The record solar cell, made from copper indium gallium diselenide (CIGS), has an area of 0.5 square centimetres – a usual size for experimental cells.
A research team at ZSW has set a new world record for CIGS cells.
- A new world record has been set by the Zentrum für Sonnenenergie- und Wasserstoff-Forschung Baden-Württemberg (Centre for Solar Energy and Hydrogen Research, ZSW)
- The cell area is 0.5 cm2.
- Co-evaporation method is used for CIGS absorber deposition.
It was manufactured in a laboratory coating system using a simultaneous evaporation process, which in principle can be transferred into industrial production processes. “Our new record shows that CIGS thin-film technology still has untapped technological and economic potential,” says a delighted Prof. Dr. Michael Powalla, board member and head of the photovoltaics division at ZSW.

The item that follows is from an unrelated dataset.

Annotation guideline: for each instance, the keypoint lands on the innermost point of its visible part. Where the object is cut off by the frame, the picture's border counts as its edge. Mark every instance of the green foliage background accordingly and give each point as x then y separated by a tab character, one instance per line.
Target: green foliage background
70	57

The success of the Stuttgart-based scientists substantially surpasses their own record for CIGS solar cells of 20.3% on glass. More significantly, however, this value beats the peak performance of 20.4% for multicrystalline silicon cells. Market-dominating multicrystalline cells have held onto their advantage for nearly 30 years – now CIGS is in the lead. The results have been officially confirmed by the Fraunhofer Institute for Solar Energy Systems ISE. ZSW is now working to transfer the optimised CIGS process to modules. “It may take a little time for the higher efficiency to be reflected in production,” Powalla notes. “But 16 to 18% in commercial modules is possible over the next few years.” Market-standard CIGS modules currently attain efficiencies of 14 to 15% – a module always has lower efficiency than an individual solar cell.
ZSW’s success is the result of intensive research activities that have been supported by the German Federal Environment Ministry and the state of Baden-Württemberg for many years. With the recent achievement, the electronic quality of the solar cell has been enhanced. The world record underscores the state’s capacity for innovation and will help technologies “made in Baden-Württemberg” to compete against Asian rivals. One example is ZSW’s industrial partner Manz AG, based in Reutlingen, which offers a turnkey production line for manufacturing modules using the ZSW technology. Compared to standard solar cells, thin-film photovoltaics saves materials and energy since the coating used is just micrometres thick. This is a considerable cost reduction factor for future production. The experts all agree that the new record demonstrates the great potential of CIGS technology for even more cost-effective and efficient photovoltaics.
The Zentrum für Sonnenenergie- und Wasserstoff-Forschung Baden-Württemberg (Centre for Solar Energy and Hydrogen Research Baden-Württemberg, ZSW) is one of the leading institutes for applied research in the areas of photovoltaics, renewable fuels, battery technology, fuel cells and energy system analysis. There are currently around 230 scientists, engineers and technicians employed at ZSW’s three locations in Stuttgart, Ulm and Widderstall. In addition there are 120 research and student assistants.